On le savait entiché de Bharatanatyat, mais on ignorait jusqu’à quel point le chorégraphe-danseur Roger Sinha avait cette danse indienne dans la peau. Celui-ci a conçu en collaboration avec Natasha Bakht, une danseuse d’origine indienne de Toronto, le duo Loha. La réussite de ce spectacle d’une heure environ repose sur le mariage intelligent de la danse contemporaine avec une danse traditionnelle qui remonte à plus de deux mille ans. Oubliez les clichés folkloriques, les artistes réinventent la danse indienne en imposant sensualité et quasi-nudité sur rythmes de percussions et de voix.
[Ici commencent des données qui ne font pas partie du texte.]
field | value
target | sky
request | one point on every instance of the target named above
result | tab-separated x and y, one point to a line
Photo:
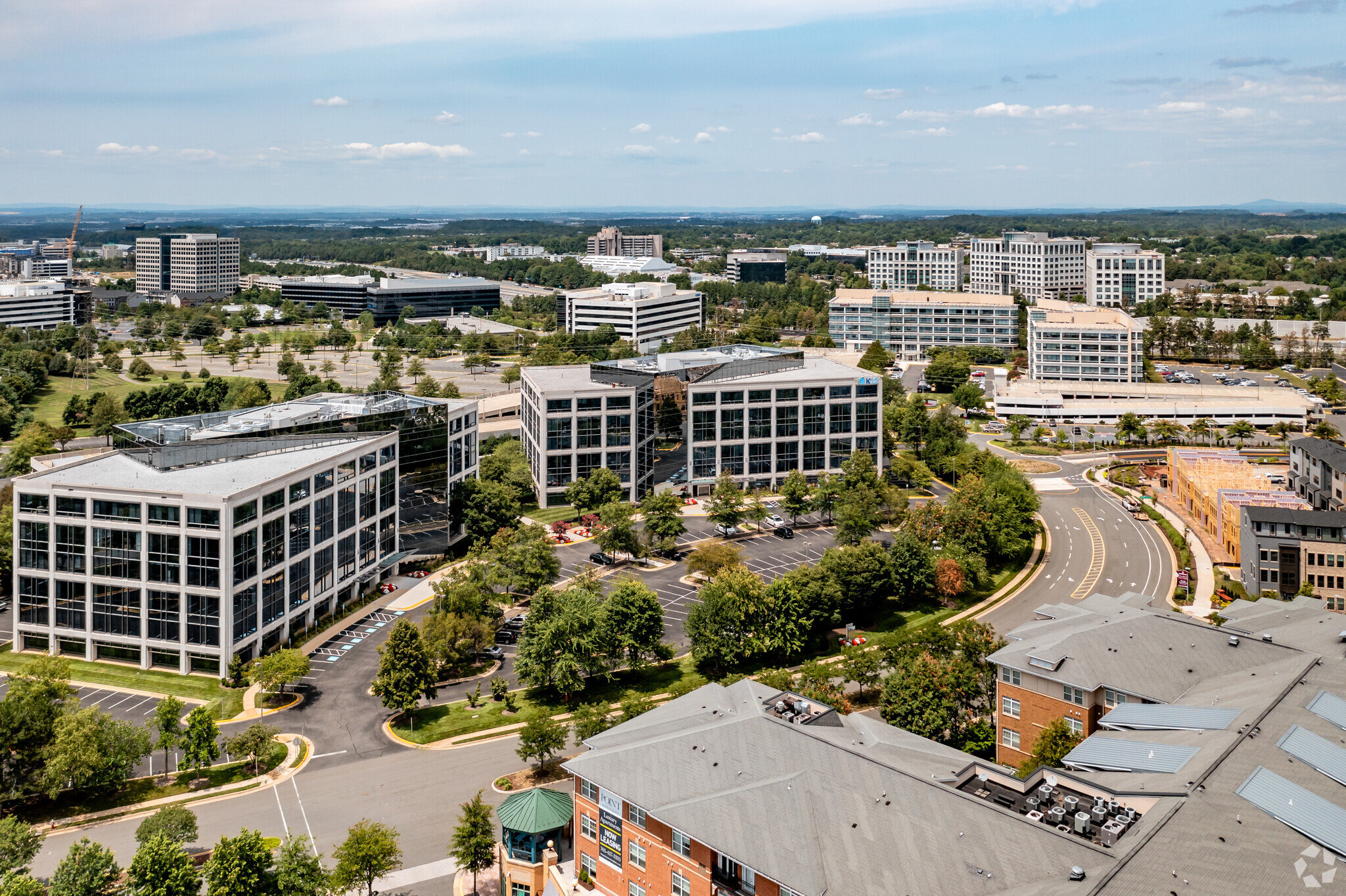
601	104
Les solos tout en fluidité demeurent les passages les plus marquants. Dommage que les éclairages de Caroline Ross n’aient pas été plus nets, la pièce n’en aurait été que meilleure.
Compagnie vedette de Vancouver, Holy Body Tattoo avait fait salle comble au moment de son passage à Montréal voilà trois ans. La danse violente et explosive de Dana Gingras et Noam Gagnon, à laquelle se juxtaposent images vidéo et musique échevelée, n’est pas sans rappeler le travail d’Édouard Lock. Avec Circa, les deux artistes s’éloignent définitivement de l’influence du fondateur de La La La Human Steps.
S’inspirant du tango, Gagnon et Gingras exploitent un thème populaire en danse comme au cinéma et en littérature: le pouvoir à la source des jeux amoureux. Racoleur et efficace, Circa écrase d’un coup de talon tout sentiment d’ennui avec ses images en noir et blanc de Paris, ses chansons à succès et ses corps à corps voluptueux ou violents. Du côté de l’interprétation, Gingras et Gagnon bougent bien et ont du charisme à revendre. Leur gestuelle est sensuelle, voire sexuelle. Le couple dans la vie comme au travail expose son intimité et évite habilement le voyeurisme. Circa, de Holy Body Tattoo, sera à l’affiche de l’Usine C l’auomne prochain, et ce spectacle s’annonce déjà comme un succès.
Le Ballet National du Canada (BNC) devait présenter un ballet inédit d’Édouard Lock au spectacle de clôture du FDC. Les représentations ont dû être annulées en raison du retard des répétitions occasionné par des problèmes juridiques au sein de la compagnie. Le spectacle a été remplacé par Septet, de John Alleyne, un ballet doux et efficace mais sans plus. La performance du BNC valait quand même le détour pour la chorégraphie de Dominique Dumais. Originaire du Lac-Saint-Jean, cette artiste de 32 ans a été soliste au Ballet National du Canada avant de voler de ses propres ailes. L’hiver dernier, elle signait une oeuvre pleine de charme aux Ballets Jazz de Montréal. One Hundred Words for snow confirme une main sûre, des lignes originales et bien dessinées. L’audace viendra avec l’expérience. Une artiste à suivre.